I came across this CTE solution for concatenating row elements and I thought it's brilliant and I realized how powerful CTEs can be.
However, in order to use such a tool effectively I need to know how it works internally to build that mental image which is essential for beginners, like me, to use it in different scenarios.
So I tried to slow motion the process of the above snippet and here is the code
USE [NORTHWIND]
GO
/****** Object: Table [dbo].[Products2] Script Date: 10/18/2011 08:55:07 ******/
SET ANSI_NULLS ON
GO
SET QUOTED_IDENTIFIER ON
GO
IF OBJECT_ID('Products2','U') IS NOT NULL DROP TABLE [Products2]
CREATE TABLE [dbo].[Products2](
[ProductID] [int] IDENTITY(1,1) NOT NULL,
[ProductName] [nvarchar](40) NOT NULL,
[SupplierID] [int] NULL,
[CategoryID] [int] NULL,
[QuantityPerUnit] [nvarchar](20) NULL,
[UnitPrice] [money] NULL,
[UnitsInStock] [smallint] NULL,
[UnitsOnOrder] [smallint] NULL,
[ReorderLevel] [smallint] NULL,
[Discontinued] [bit] NOT NULL
) ON [PRIMARY]
GO
SET IDENTITY_INSERT [dbo].[Products2] ON
INSERT [dbo].[Products2] ([ProductID], [ProductName], [SupplierID], [CategoryID], [QuantityPerUnit], [UnitPrice], [UnitsInStock], [UnitsOnOrder], [ReorderLevel], [Discontinued]) VALUES (1, N'vcbcbvcbvc', 1, 4, N'10 boxes x 20 bags', 18.0000, 39, 0, 10, 0)
INSERT [dbo].[Products2] ([ProductID], [ProductName], [SupplierID], [CategoryID], [QuantityPerUnit], [UnitPrice], [UnitsInStock], [UnitsOnOrder], [ReorderLevel], [Discontinued]) VALUES (2, N'Changassad', 1, 1, N'24 - 12 oz bottles', 19.0000, 17, 40, 25, 0)
INSERT [dbo].[Products2] ([ProductID], [ProductName], [SupplierID], [CategoryID], [QuantityPerUnit], [UnitPrice], [UnitsInStock], [UnitsOnOrder], [ReorderLevel], [Discontinued]) VALUES (3, N'Aniseed Syrup', 1, 2, N'12 - 550 ml bottles', 10.0000, 13, 70, 25, 0)
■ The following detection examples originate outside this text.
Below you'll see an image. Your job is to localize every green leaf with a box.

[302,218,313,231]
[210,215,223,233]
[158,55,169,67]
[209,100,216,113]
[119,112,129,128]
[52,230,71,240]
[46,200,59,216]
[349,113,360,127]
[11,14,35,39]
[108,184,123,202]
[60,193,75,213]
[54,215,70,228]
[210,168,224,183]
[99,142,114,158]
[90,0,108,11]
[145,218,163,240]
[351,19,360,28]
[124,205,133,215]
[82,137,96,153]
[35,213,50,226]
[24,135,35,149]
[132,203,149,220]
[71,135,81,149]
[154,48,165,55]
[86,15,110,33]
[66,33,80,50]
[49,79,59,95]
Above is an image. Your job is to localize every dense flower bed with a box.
INSERT [dbo].[Products2] ([ProductID], [ProductName], [SupplierID], [CategoryID], [QuantityPerUnit], [UnitPrice], [UnitsInStock], [UnitsOnOrder], [ReorderLevel], [Discontinued]) VALUES (4, N'Chef Anton''s Cajun Seasoning', 2, 2, N'48 - 6 oz jars', 22.0000, 53, 0, 0, 0)
INSERT [dbo].[Products2] ([ProductID], [ProductName], [SupplierID], [CategoryID], [QuantityPerUnit], [UnitPrice], [UnitsInStock], [UnitsOnOrder], [ReorderLevel], [Discontinued]) VALUES (5, N'Chef Anton''s Gumbo Mix', 10, 2, N'36 boxes', 21.3500, 0, 0, 0, 1)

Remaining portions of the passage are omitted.